My valued friend, growth in hierarchical relationships occurs when you learn to respect authority, even if the occupants of those positions are not intelligent as you. It occurs when you learn to respond appropriately to childish outbursts from your seniors or peers, and when you learn to give credit to your team members who are deserving of such, while encouraging those who are not.
None of these will happen if you have an inferiority complex. Believe that you are God’s special creation with a vital purpose, just as good as the wealthiest or the most powerful man on earth. Seek daily for wisdom to dig deep about your identity.
Dear esteemed friend, know how to respond appropriately in all relationship situations, realizing the vast individual idiosyncrasies of people and the effect on reactions to various stimuli, acknowledging the iceberg principle..Meaning what you see in people is far less that what you don’t see about them, necessitating the need to dig deeper always in issues about people before responding or given your own verdict.
MY LEARNED TEACHER TOLD ME THAT:

1.   Your relationship language is the product of your life experiences which affects what you desire and your interpretation of what people do or say.
2.   Suffice to say that in all our dealings with people, we should not focus only on what we think we are offering, but observe also what the person thinks we are offering and what he wants us to offer.
3.   Understanding the language of other people, will also yield significant results if applied to customer service and team leadership activities.
4.   In corporate interpersonal relationships, the differences in our individual disposition can be harnessed, to bring out diversified but enriched perspectives from which the organization can benefit.
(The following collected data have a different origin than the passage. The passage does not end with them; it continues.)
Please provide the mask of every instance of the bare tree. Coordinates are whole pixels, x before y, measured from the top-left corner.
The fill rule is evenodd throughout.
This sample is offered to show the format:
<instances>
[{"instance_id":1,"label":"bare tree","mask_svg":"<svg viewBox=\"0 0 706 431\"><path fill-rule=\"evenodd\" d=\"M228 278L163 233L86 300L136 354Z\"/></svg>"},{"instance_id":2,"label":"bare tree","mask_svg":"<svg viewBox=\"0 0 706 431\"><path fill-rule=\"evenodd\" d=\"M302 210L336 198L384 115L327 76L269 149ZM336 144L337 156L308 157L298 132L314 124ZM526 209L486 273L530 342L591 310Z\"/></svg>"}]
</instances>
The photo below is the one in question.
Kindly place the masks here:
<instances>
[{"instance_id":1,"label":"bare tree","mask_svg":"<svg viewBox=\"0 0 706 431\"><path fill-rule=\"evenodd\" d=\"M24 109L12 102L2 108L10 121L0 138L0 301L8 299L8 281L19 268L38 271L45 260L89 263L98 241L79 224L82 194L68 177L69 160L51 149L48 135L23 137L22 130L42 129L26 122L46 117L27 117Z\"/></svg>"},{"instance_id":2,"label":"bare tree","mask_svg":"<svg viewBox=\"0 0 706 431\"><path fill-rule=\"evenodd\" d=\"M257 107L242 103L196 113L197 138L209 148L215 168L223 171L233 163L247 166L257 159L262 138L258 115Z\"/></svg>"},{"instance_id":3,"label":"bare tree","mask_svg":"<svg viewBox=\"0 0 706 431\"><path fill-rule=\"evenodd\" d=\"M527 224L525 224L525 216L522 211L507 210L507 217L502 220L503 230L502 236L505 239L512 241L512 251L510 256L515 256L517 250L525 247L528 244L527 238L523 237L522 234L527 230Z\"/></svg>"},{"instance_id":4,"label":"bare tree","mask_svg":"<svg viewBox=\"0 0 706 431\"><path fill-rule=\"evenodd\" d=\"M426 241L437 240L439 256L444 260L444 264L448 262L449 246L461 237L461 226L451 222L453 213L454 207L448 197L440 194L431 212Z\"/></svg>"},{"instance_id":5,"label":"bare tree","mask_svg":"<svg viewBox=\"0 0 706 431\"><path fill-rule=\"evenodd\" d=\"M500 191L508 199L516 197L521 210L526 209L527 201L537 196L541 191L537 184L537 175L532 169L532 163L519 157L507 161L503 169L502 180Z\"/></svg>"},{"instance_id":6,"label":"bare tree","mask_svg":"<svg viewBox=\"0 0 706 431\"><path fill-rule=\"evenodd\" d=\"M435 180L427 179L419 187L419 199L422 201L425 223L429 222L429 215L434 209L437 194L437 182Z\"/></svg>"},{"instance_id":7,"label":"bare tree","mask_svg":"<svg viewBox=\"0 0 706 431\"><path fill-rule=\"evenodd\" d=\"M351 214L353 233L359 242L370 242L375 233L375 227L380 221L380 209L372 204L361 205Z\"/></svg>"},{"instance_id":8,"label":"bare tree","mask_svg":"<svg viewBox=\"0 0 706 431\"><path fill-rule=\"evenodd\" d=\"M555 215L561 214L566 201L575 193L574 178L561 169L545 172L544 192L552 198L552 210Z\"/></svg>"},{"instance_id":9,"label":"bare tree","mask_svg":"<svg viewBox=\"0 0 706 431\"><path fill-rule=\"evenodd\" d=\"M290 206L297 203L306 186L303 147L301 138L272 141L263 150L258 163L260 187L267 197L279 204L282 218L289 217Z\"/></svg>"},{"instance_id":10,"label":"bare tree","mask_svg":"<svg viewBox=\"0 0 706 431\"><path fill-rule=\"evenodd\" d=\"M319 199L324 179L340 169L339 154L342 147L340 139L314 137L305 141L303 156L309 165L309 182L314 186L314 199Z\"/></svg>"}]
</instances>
5.   A universal language for getting on with people is appreciation, meaning that everyone has a need for appreciation.
6.   Every family should have periodic planning sessions. A time to discuss the expectations of each member, and the principles that will govern interactions, to achieve a stated family vision.
7.   Teams in corporate organizations, families, and religious settings, social and educational institutions will do better if they complete one another than compete with each other.
8.   My friend, learn to rejoice with those who are winning, even if you are not on top. Empathize with those who are losing regardless of whether you are winning or not. You don’t need people to go down, for you to go up.